July 18th, 2008 at 11:14 am
The papers have over-head and a limited amount of space to write in; hence they cut out the interesting and the local authenticity to go for the popular. But when the popular is your selection, you are not editing, you are not delivering new.
Like Amazon’s software to track our buys and recommend products based on our activity. It does a good job of telling what we are interested in, but not in what we might be. It does not introduce us to anything new.
But with the internet we have unlimited bandwidth and limited overhead. We have a medium that can expose us to just about anything. We do still need the editorial function, someone to screen the information for quality and accuracy. Blogs do that well, and I try to do it for the whole community at TampaOptions.com tracking business and cultural events.
Projects like mine, Tommy here at Sticks, Stpetersblog and others are the seekers and the screeners of the avalanche of information on the web, and have the bandwidth and passion to do that job. We have no agenda; we have a superior platform from which to communicate. We do the job of research and editing, the papers follow us.
July 18th, 2008 at 1:46 pm
“It’s as if TBPAC is trying to appeal to those who never go to the theater.”
This is correct in that TBPAC is making a feeble attempt to appeal to the 90% of the Tampa Bay market that can’t even spell art, now if TBPAC hosted a sports championship……..
July 18th, 2008 at 1:57 pm
I hope no one takes that above comment about the Sports Championship as condensing, because it’s the absolute truth.

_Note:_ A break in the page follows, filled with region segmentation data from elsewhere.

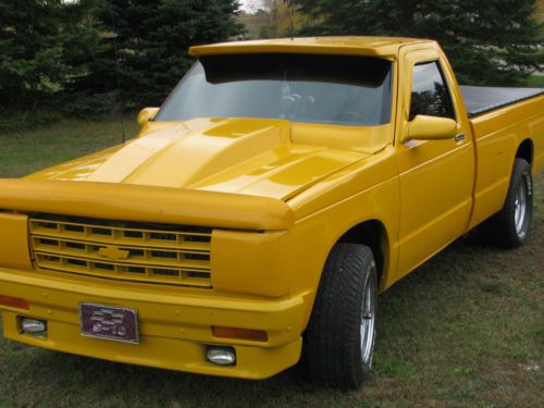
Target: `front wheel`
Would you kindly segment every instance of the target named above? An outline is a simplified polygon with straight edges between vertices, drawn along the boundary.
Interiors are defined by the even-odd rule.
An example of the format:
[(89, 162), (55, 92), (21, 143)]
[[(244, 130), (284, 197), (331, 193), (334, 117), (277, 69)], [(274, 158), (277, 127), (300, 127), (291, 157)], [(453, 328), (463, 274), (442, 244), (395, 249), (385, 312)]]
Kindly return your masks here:
[(358, 388), (374, 355), (378, 276), (372, 250), (337, 244), (329, 255), (307, 332), (312, 380)]
[(533, 180), (531, 164), (517, 158), (503, 209), (485, 224), (489, 240), (502, 248), (524, 244), (533, 212)]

Where do you see things cut first in local education for the lsst decade-plus? The arts. It starts at that level, the appreciation for theater and stage production and other artistic flairs.
What’s the only thing that seems to NEVER be cut? Sports. Why? To keep the masses in check. If Football was ever canceled at either the High School or College level, there would be riots.
Sports are the opiate for the masses and art doesn’t matter if the money can be handed out to business interests instead.
TBPAC needs to stay solvent somehow… And the Times? What a paradox from a newspaper that’s sullied itself with further attempts at sensationalism instead of substance.
July 18th, 2008 at 2:00 pm
TBPAC is number one in ticket sales for any North American Performance Hall under 5000 seats. That’s a fact.
They have done a great deal to prove that Broadway and Opera can have a popular audience in Tampa Bay. They are a successful driving force in the arts community we should be proud of.
We have many other venues and artists to be proud of as well. but that does not mean we need to belittle TBPAC. They appeal to a different art segment and they have an incredible marketing machine that is effective.
Yes, we need to promote our other art and theatre resources. And TBPAC is a great example that we have a huge arts market in Tampa Bay, that sports is not the end all we are told it is.
July 18th, 2008 at 4:29 pm
The main reason sports are never cut from HS or college activities… they make money!
July 18th, 2008 at 11:05 pm
colleges aren’t for profit, Angela. I’m sorry to break ti to you. Football doesn’t “make money” for the universities. It pays itself back. How many hundreds of millions have been spent on arena and training facilities? And then a cheap ticket to the game… You see a profit from this?
It’s the prestige that makes it popular. Not the profit. The potential for glory, all while education itself fails with idiots focusing on the glory and not on the institution itself.